Ha, I thought of writing a similar ad-hoc checksuming tool so many times. I should have checked. I now wonder how feasible it is to embed them invisibly in metadata fields )
It would be neat if there was a parity scheme fast enough to preserve 2% of of all files on disk. It could even be tucked away behind savings from file-level compression.
> it's useful not to rely on a filesystem to handle this

In what way?

Relatively few filesystems offer thorough data checksumming. Hardly any offer erasure coding. RAID at the filesystem layer is a bit more common, but also more inconvenient. Doing erasure coding at the file archive level rather than in the filesystem gives you the freedom to move your archives onto standard everyday filesystems and devices without silently losing the protection.
You don't need _a lot_ of filesystems to offer it - just the one you use - and if this is important to you, just use ZFS.
What if I use multiple computers and multiple operating systems want to be able to work on this data on them. Par2 would allow me to create the needed data on any computer and test it on any computer.
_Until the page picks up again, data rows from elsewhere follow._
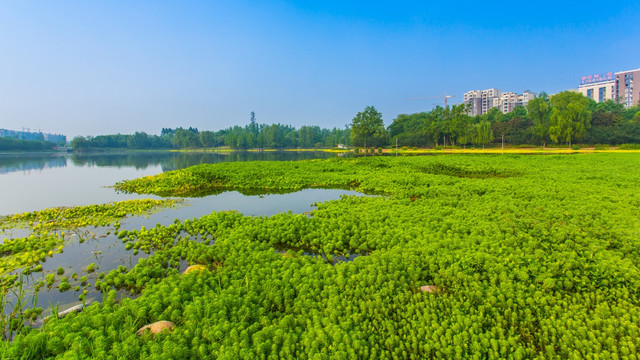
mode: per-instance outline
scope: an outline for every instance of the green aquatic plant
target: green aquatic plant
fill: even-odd
[[[0,224],[5,229],[27,227],[31,230],[26,237],[8,238],[0,244],[0,276],[32,265],[36,265],[33,271],[42,271],[39,263],[64,251],[63,244],[70,231],[87,226],[107,226],[127,216],[149,214],[177,204],[177,200],[169,199],[126,200],[104,205],[53,208],[0,218]],[[59,268],[60,271],[62,273],[58,275],[64,273],[64,269]]]
[[[634,358],[639,162],[639,154],[368,157],[204,165],[122,183],[183,195],[328,186],[385,196],[119,231],[123,247],[150,256],[98,276],[100,303],[18,334],[2,354]],[[206,269],[183,274],[196,264]],[[158,321],[175,327],[136,335]]]
[[[28,227],[33,232],[64,231],[87,226],[107,226],[127,216],[149,214],[159,209],[175,206],[178,200],[125,200],[101,205],[59,207],[26,212],[0,218],[3,228]]]

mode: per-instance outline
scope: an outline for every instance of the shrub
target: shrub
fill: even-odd
[[[640,144],[622,144],[620,150],[640,150]]]

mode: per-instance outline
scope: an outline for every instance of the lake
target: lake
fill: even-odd
[[[258,160],[293,161],[333,156],[336,155],[311,151],[0,155],[0,216],[49,207],[155,198],[149,195],[119,194],[110,186],[121,180],[198,164]]]

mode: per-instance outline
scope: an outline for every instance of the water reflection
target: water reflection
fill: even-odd
[[[119,154],[74,154],[71,161],[75,166],[134,167],[144,170],[150,166],[160,166],[163,172],[184,169],[199,164],[215,164],[234,161],[293,161],[306,159],[326,159],[335,156],[322,151],[267,151],[267,152],[155,152]]]
[[[19,155],[0,157],[0,174],[29,172],[67,166],[64,155]]]
[[[329,158],[327,152],[120,152],[0,155],[0,215],[49,207],[103,204],[148,195],[116,193],[122,180],[185,167],[230,161],[290,161]]]
[[[326,159],[336,156],[322,151],[263,151],[263,152],[122,152],[50,155],[0,155],[0,174],[28,172],[50,168],[115,167],[144,170],[160,167],[163,172],[199,164],[233,161],[293,161]],[[69,163],[70,162],[70,163]]]

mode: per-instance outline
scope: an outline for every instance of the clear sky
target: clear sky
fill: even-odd
[[[390,124],[444,92],[640,68],[640,1],[0,2],[0,128]],[[453,101],[452,101],[453,100]]]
The other alternative is having a server that's up and running all the time, exposed to the internet (or complicate the setup with a VPN), so I can sync. Operations would take a long time (via the internet) or I would anyway need to transfer the data to my computer, work on it, sync it back. During this time, any protections that ZFS offers are null since anything could happen in my computer and I can't test for it locally.

ZFS is great. But it's not the answer to everything.

>You don't need _a lot_ of filesystems to offer it - just the one you use

Only if you use it everywhere. Including on your laptop.

How often have you had to, and been able to, correct data using your parity archive?
I think I've needed it once, and I was able to correct the error.

I have a cron job which runs every month and verifies each photo album; that picked up the error.